Subject Re: [firebird-php] Re: Proper transaction & deadlock handling
Hi Daniel,

After mulling over this topic I seem to remember experiencing the same confusion over this issue when I first encountered it and wondered why I didn't get an error message and/or code when there is a deadlock. Testing the error code itself is not enough. (So I take back what I said at first!)

In my case I was executing a query to update a single record, with the knowledge that another process might also be trying to update the same record at the same time.

As I see it these are some of the possible situations resulting from ibase_query.

(a). false is returned.
This likely indicates a fatal error, as shown by ibase_errmsg/ibase_errcode.
If you rollback and try again you will most likely get the same error.
You'd probably want to rollback the transaction and flag this up in your system as a serious error to be corrected.

(b). 1 is returned.
This indicates the update was successful.
Commit the transaction, everything is ok.

(c). 0 is returned
The update failed, probably due to a deadlock.
Rollback the transaction.
Try again, you might be successful next time.
(I can't remember for sure what errcode is for this one, but as you indicated there may not be any error code or message.)
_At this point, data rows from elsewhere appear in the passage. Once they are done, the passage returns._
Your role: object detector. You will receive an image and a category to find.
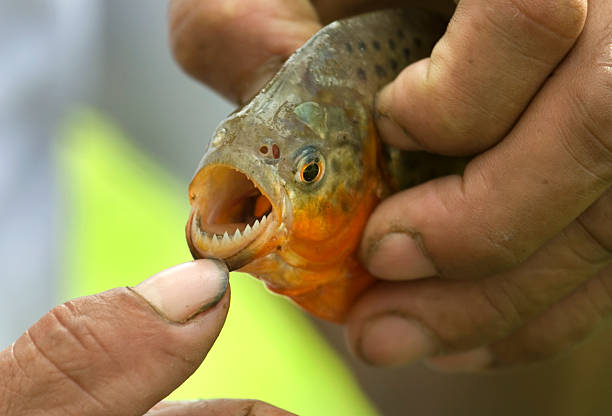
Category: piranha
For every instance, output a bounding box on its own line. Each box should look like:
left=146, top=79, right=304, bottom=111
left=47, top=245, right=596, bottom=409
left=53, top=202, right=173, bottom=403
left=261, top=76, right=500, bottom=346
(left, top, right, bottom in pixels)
left=186, top=9, right=464, bottom=322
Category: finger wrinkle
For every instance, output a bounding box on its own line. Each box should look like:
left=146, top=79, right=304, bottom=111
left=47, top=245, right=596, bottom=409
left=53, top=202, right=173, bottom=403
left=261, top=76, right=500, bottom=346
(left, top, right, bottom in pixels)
left=24, top=329, right=110, bottom=414
left=510, top=0, right=587, bottom=42
left=570, top=217, right=612, bottom=265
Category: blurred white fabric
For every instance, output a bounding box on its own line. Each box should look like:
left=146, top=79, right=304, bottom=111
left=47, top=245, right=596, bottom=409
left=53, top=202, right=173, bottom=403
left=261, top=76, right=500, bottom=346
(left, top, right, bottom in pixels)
left=0, top=0, right=101, bottom=349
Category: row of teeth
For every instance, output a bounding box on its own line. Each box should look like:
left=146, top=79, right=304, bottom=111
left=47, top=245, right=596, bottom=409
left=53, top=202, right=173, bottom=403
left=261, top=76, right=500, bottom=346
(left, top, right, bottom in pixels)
left=196, top=215, right=268, bottom=245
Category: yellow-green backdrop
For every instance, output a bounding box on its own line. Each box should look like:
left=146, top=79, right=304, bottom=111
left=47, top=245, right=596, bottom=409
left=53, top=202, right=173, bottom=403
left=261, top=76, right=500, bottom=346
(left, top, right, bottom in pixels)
left=57, top=111, right=377, bottom=416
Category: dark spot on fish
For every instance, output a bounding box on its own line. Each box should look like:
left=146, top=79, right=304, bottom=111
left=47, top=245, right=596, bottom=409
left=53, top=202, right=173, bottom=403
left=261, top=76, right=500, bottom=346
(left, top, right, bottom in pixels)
left=340, top=198, right=351, bottom=212
left=402, top=48, right=410, bottom=60
left=357, top=68, right=366, bottom=81
left=338, top=133, right=348, bottom=142
left=331, top=158, right=342, bottom=174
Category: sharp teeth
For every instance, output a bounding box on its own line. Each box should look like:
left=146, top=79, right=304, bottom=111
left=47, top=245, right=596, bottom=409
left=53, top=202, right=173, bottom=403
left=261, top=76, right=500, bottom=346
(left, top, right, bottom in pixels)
left=200, top=232, right=210, bottom=244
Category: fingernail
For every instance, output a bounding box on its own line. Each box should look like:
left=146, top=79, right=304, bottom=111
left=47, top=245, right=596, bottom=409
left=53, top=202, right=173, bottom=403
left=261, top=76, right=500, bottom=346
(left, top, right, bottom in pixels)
left=357, top=313, right=437, bottom=366
left=427, top=347, right=493, bottom=372
left=366, top=232, right=437, bottom=280
left=376, top=83, right=423, bottom=151
left=132, top=259, right=228, bottom=323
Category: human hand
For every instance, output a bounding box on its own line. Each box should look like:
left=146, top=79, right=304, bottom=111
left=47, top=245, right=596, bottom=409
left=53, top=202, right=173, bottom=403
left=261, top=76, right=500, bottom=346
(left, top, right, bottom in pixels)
left=348, top=0, right=612, bottom=370
left=0, top=260, right=289, bottom=416
left=170, top=0, right=612, bottom=368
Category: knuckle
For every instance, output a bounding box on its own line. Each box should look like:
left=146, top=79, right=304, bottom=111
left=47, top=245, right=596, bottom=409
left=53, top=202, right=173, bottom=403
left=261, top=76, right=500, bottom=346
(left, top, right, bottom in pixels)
left=512, top=0, right=587, bottom=40
left=564, top=30, right=612, bottom=185
left=438, top=281, right=522, bottom=352
left=29, top=302, right=106, bottom=373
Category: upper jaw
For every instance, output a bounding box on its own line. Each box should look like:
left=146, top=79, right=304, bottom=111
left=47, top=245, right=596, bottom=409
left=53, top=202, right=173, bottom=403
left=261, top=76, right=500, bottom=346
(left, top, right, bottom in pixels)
left=186, top=157, right=286, bottom=270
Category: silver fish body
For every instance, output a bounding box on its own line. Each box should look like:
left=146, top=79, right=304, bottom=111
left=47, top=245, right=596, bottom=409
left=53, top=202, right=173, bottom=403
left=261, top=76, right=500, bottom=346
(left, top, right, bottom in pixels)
left=187, top=9, right=461, bottom=321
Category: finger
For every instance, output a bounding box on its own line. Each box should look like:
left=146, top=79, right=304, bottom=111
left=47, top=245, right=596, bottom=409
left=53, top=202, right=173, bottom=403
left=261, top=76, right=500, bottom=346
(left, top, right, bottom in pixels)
left=485, top=265, right=612, bottom=368
left=147, top=399, right=293, bottom=416
left=378, top=0, right=587, bottom=155
left=169, top=0, right=321, bottom=103
left=348, top=205, right=612, bottom=365
left=428, top=266, right=612, bottom=372
left=0, top=260, right=229, bottom=415
left=361, top=2, right=612, bottom=279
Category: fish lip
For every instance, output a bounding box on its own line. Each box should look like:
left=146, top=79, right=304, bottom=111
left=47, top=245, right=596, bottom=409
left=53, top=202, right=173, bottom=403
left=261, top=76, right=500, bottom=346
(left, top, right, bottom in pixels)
left=186, top=163, right=286, bottom=270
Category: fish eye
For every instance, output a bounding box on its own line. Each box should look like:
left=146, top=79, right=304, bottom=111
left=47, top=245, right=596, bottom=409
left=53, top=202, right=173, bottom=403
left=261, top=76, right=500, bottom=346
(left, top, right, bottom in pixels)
left=300, top=159, right=323, bottom=183
left=295, top=149, right=325, bottom=184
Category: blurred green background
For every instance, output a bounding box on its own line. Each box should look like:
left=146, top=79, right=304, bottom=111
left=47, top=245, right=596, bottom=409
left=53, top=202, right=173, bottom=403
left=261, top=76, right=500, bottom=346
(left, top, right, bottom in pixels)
left=57, top=111, right=376, bottom=415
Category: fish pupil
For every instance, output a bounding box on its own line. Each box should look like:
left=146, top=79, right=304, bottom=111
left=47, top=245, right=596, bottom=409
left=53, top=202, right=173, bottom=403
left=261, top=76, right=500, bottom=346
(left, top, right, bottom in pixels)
left=302, top=162, right=319, bottom=183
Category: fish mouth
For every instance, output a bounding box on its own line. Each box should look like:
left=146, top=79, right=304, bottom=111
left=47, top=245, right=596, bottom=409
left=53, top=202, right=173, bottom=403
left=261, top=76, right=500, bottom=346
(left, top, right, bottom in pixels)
left=186, top=165, right=279, bottom=270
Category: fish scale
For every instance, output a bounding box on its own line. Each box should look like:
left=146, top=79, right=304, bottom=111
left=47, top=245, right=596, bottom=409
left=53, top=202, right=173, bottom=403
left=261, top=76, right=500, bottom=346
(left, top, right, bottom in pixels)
left=186, top=9, right=465, bottom=322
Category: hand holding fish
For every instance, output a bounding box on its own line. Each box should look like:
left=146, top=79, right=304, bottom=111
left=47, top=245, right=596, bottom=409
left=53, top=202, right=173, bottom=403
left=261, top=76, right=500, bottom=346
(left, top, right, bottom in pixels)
left=0, top=260, right=289, bottom=416
left=170, top=0, right=612, bottom=369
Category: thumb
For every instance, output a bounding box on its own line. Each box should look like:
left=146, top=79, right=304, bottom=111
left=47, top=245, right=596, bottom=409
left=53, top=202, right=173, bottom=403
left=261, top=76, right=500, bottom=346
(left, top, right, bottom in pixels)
left=0, top=260, right=229, bottom=415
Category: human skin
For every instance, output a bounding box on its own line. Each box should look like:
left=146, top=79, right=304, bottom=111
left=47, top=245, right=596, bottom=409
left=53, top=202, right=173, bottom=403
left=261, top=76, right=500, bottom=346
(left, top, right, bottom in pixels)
left=169, top=0, right=612, bottom=370
left=0, top=260, right=290, bottom=416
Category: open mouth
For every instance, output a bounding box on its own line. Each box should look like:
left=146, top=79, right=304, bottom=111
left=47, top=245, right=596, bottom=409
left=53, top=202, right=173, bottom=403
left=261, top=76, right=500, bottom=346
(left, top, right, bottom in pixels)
left=187, top=165, right=277, bottom=259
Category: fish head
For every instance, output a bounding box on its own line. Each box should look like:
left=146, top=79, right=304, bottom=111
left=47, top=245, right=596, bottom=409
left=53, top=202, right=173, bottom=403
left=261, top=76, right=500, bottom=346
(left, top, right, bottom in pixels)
left=186, top=75, right=380, bottom=293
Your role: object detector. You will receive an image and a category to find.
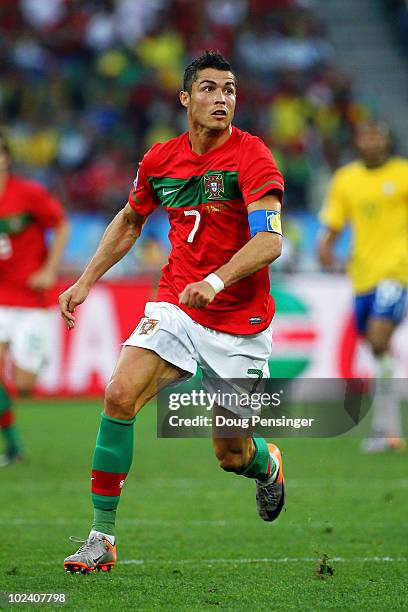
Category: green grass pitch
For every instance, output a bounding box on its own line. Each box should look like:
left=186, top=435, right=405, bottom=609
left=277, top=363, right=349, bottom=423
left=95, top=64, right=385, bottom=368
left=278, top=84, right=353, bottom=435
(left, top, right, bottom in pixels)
left=0, top=401, right=408, bottom=611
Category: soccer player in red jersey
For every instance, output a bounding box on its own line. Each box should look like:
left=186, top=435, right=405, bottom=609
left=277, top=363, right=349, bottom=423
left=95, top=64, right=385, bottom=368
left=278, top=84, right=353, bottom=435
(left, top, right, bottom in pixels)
left=60, top=52, right=284, bottom=573
left=0, top=133, right=68, bottom=466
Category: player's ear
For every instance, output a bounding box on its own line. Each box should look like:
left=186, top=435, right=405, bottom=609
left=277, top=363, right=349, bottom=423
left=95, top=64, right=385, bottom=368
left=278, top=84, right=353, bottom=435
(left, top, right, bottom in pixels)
left=179, top=91, right=190, bottom=108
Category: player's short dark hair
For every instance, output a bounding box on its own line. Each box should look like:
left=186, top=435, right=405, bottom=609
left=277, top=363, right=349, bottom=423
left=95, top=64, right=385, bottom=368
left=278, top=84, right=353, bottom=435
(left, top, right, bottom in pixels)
left=183, top=50, right=235, bottom=94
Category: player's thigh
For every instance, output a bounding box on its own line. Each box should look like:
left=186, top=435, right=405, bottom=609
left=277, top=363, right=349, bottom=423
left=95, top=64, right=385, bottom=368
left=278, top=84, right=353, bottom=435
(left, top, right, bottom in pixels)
left=366, top=280, right=407, bottom=354
left=12, top=363, right=38, bottom=395
left=0, top=342, right=8, bottom=383
left=197, top=326, right=272, bottom=417
left=105, top=346, right=186, bottom=418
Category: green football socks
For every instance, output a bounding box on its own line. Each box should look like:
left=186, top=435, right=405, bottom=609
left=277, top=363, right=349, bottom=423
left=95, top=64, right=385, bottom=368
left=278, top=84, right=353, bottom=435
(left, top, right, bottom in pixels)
left=92, top=414, right=135, bottom=535
left=239, top=435, right=278, bottom=481
left=0, top=383, right=21, bottom=455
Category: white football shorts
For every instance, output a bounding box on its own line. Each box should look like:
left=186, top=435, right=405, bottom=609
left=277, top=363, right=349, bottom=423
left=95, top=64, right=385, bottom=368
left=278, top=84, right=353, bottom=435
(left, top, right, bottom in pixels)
left=0, top=306, right=52, bottom=374
left=123, top=302, right=272, bottom=412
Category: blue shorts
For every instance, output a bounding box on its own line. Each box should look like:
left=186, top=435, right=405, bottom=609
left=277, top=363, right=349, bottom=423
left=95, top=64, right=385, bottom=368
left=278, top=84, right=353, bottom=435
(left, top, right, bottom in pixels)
left=354, top=280, right=407, bottom=334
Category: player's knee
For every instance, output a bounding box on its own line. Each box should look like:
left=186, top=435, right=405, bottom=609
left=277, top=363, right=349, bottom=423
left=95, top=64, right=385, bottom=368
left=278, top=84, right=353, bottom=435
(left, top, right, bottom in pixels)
left=367, top=335, right=389, bottom=357
left=105, top=378, right=135, bottom=419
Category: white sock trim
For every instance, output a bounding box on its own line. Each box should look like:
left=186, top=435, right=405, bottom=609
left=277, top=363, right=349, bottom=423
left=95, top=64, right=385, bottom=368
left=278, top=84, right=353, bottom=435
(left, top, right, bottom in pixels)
left=256, top=453, right=280, bottom=487
left=88, top=529, right=115, bottom=546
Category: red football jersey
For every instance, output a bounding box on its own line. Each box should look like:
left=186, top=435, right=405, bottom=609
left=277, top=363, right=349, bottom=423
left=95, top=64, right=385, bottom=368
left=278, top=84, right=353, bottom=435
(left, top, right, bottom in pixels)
left=0, top=176, right=64, bottom=308
left=129, top=128, right=283, bottom=334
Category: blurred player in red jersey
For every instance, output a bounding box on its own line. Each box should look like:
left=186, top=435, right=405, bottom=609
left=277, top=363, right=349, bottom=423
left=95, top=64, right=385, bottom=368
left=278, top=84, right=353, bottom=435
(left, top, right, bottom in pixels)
left=0, top=133, right=68, bottom=466
left=60, top=52, right=284, bottom=573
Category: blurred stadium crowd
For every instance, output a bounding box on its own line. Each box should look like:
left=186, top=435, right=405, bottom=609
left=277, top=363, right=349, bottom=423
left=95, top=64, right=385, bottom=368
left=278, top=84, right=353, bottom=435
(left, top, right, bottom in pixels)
left=0, top=0, right=404, bottom=272
left=382, top=0, right=408, bottom=59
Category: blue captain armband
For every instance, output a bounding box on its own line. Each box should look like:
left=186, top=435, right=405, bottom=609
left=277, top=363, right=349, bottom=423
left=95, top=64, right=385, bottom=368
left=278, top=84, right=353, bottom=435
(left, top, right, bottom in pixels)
left=248, top=210, right=282, bottom=238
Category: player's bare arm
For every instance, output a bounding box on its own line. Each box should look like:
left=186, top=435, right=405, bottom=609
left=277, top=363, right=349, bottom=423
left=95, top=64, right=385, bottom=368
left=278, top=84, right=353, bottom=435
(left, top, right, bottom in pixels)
left=59, top=204, right=145, bottom=329
left=180, top=195, right=282, bottom=308
left=317, top=227, right=340, bottom=270
left=28, top=221, right=69, bottom=291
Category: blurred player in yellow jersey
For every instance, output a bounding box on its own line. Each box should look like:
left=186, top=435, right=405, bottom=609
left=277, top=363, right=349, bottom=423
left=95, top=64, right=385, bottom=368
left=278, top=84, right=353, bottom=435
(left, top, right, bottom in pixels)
left=319, top=123, right=408, bottom=452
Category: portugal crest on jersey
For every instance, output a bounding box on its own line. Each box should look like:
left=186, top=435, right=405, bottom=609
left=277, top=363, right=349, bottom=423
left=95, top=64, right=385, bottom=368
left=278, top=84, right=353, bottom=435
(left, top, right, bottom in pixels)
left=204, top=174, right=224, bottom=200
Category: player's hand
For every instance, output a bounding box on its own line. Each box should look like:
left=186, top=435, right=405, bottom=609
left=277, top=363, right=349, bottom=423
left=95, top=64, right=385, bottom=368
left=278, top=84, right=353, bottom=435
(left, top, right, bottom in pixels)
left=27, top=268, right=57, bottom=291
left=58, top=281, right=90, bottom=329
left=179, top=281, right=216, bottom=308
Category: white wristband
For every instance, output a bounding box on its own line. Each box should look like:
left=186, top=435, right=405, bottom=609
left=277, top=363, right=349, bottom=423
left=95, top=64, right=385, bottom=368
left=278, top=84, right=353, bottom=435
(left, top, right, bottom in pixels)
left=204, top=273, right=224, bottom=293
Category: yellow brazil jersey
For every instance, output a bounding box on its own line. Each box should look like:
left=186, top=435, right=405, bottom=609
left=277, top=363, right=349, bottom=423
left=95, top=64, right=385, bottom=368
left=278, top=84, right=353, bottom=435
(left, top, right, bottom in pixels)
left=320, top=157, right=408, bottom=293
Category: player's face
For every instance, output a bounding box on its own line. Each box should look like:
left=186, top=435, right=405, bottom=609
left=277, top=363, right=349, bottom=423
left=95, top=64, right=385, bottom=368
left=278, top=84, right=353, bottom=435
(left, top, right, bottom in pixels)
left=182, top=68, right=236, bottom=131
left=356, top=125, right=390, bottom=163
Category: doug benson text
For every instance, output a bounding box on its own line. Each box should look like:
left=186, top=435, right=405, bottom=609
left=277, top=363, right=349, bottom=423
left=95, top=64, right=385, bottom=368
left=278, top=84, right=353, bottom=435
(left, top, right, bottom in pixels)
left=168, top=414, right=315, bottom=429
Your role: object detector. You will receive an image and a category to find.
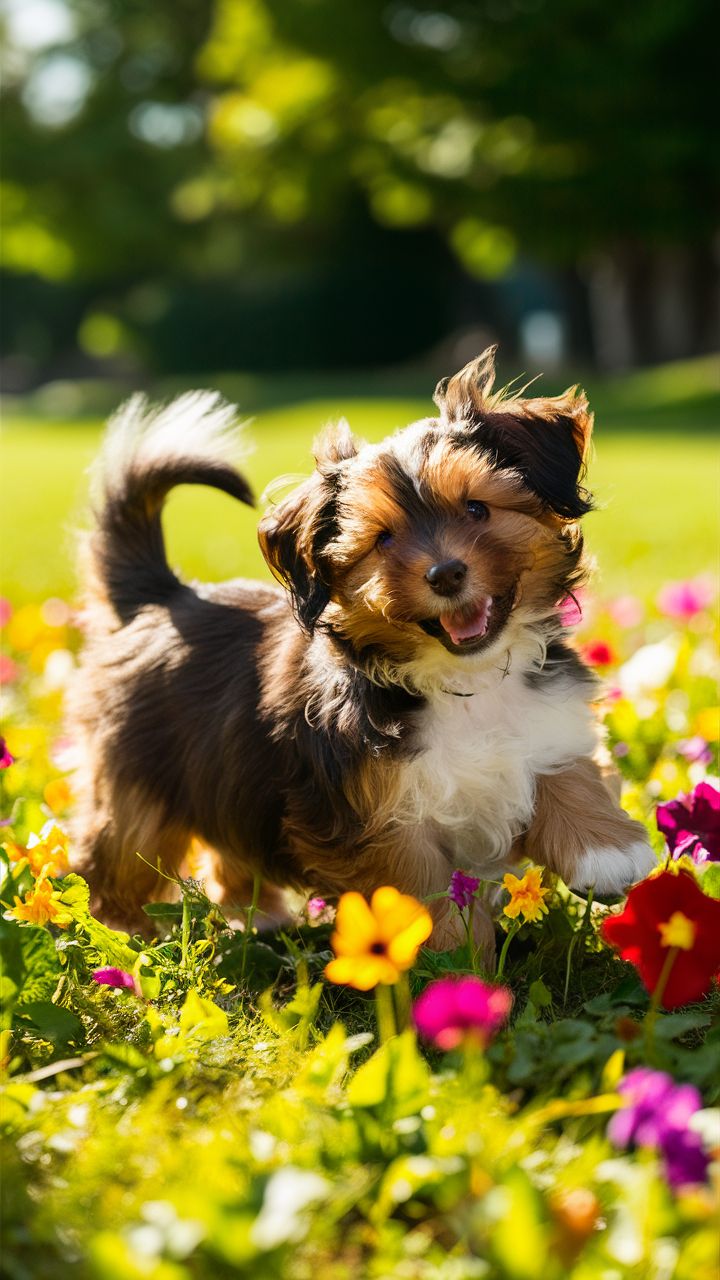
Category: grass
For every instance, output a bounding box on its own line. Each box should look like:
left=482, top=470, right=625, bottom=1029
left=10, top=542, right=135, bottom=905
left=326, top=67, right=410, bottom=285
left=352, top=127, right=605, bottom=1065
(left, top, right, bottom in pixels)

Hence, as Lester has indicated the coding of this (case (c.)) in PHP is not ideal, and not obvious from the documentation. I'm not sure if there is an easy way to get the deadlock warning message that gets written to the log, or if it is worth the effort to do so. (I'm not sure of what else will lead to a return value of 0 other than a deadlock if you are expecting to update exactly 1 record.)

If your query can update more than one row then you might need to first determine how many rows it is supposed to update, then compare that with the returned value.

I've not tested this, but at a guess if a 1000 records were to be updated and the return value was 999 this might inficate that one record had a deadlock and  couldn't be updated, but 999 could. So perhaps you could commit the 999 and retry the 1 failure, which might be more efficient than rolling back all 1000 updates and retrying the whole lot. (As I say, just a guess following the same "logic".).

As a side note in my case, the two processes were updating different fields in the same record, so the long term solution was to split the data across two tables to avoid the deadlocks. The above solution worked in the interim.